Thanks @jrlewi, this does exactly what I described. Since your solution finds the density estimates outside of ggplot2, I had to have a play about because I have another factor which I use in facet_grid() (my fault for not mentioning it earlier
).

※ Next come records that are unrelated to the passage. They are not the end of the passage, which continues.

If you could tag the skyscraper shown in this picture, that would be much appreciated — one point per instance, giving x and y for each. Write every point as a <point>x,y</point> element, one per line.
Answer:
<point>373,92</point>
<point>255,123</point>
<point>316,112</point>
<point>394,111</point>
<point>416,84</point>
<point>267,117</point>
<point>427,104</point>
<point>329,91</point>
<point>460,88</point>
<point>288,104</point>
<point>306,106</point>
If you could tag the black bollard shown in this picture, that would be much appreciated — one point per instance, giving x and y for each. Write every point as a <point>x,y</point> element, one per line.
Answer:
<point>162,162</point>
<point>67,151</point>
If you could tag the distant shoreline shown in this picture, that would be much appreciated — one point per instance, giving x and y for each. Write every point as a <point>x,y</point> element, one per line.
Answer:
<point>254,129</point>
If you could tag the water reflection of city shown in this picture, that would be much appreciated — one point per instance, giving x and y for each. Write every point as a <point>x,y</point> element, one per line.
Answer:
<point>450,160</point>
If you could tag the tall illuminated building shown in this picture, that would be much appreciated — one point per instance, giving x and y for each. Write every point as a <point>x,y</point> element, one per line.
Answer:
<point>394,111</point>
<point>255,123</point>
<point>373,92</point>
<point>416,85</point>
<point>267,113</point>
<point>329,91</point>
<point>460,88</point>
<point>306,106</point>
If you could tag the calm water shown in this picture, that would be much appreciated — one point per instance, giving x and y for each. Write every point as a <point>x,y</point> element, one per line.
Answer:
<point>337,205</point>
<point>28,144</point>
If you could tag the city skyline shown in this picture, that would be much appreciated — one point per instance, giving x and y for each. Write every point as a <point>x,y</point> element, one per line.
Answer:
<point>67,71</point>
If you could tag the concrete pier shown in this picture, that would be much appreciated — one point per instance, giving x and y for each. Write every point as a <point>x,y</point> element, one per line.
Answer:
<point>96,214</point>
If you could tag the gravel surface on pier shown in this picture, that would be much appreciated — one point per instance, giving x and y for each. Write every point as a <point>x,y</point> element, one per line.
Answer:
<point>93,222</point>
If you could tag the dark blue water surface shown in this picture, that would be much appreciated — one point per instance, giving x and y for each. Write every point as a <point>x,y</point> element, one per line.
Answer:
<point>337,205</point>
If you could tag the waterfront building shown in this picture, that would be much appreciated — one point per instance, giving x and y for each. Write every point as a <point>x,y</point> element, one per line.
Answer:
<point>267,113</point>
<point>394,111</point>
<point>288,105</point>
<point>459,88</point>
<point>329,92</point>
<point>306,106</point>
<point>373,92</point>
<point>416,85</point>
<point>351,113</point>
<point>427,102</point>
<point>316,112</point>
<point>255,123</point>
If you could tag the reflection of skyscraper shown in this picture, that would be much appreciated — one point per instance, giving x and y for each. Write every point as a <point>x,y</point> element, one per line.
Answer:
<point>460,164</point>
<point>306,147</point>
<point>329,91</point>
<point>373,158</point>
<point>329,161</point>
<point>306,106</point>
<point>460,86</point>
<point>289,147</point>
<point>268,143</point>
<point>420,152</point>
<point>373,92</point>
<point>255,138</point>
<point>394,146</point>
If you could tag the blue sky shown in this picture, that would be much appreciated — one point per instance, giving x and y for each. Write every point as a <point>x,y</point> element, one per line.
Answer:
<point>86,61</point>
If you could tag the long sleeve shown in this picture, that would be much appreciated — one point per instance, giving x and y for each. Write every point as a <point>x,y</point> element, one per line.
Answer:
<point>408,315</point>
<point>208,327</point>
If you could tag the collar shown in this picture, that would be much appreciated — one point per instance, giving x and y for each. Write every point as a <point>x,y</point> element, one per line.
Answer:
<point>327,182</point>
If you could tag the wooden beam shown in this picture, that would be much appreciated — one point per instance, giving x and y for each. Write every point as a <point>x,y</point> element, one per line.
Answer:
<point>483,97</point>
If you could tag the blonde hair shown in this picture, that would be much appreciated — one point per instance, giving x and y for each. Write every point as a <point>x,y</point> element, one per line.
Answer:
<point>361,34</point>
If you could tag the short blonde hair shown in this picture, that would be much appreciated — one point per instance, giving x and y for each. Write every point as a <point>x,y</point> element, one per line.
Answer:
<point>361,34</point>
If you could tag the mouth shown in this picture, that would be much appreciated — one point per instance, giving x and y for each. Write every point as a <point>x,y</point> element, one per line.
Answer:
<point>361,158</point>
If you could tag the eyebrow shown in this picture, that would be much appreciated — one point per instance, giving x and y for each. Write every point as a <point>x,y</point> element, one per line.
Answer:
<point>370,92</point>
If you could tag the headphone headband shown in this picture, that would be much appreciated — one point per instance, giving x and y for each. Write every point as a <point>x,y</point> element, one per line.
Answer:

Combined with what you wrote, I managed to find a solution, although not at all elegant:
library(tidyverse)
data <- data.frame(
x = c(rnorm(1000, mean = 1, sd = 1), rnorm(1000, mean = 0, sd = 1), rnorm(1000,mean = -1, sd = 0)),
group = c(rep('a', 1000), rep('b', 1000), rep('c', 1000))
)
# Get density information for each group
densities <- data %>%
group_by(group) %>%
do(., dens = density(.$x))
# Bind these into a data frame in order to plot them using ggplot2
densities_df <-
data.frame(
group = c(rep('a', 512),
rep('b', 512),
rep('c', 512)),
x = c(densities$dens[[1]]$x,
densities$dens[[2]]$x,
densities$dens[[3]]$x),
y = c(densities$dens[[1]]$y,
densities$dens[[2]]$y,
densities$dens[[3]]$y)
) %>%
mutate(
group = factor(group),
variable = case_when(
(x >= -2 & x <= 0) ~ "On",
(x >= 0.2 & x <= 1) ~ "Off",
TRUE ~ NA_character_
)
)
# Plot data
ggplot(densities_df, aes(x = x, y = y)) +
geom_area(data = filter(densities_df, variable == 'On'), fill = '#8ad5ae') +
geom_area(data = filter(densities_df, variable == 'Off'), fill = '#f8d0d2') +
geom_line(size = 1) +
facet_grid(.~group)

Created on 2018-11-13 by the reprex package (v0.2.1)
Now I need to figure out how to crowbar this into ggridges... think I'll grab some lunch first.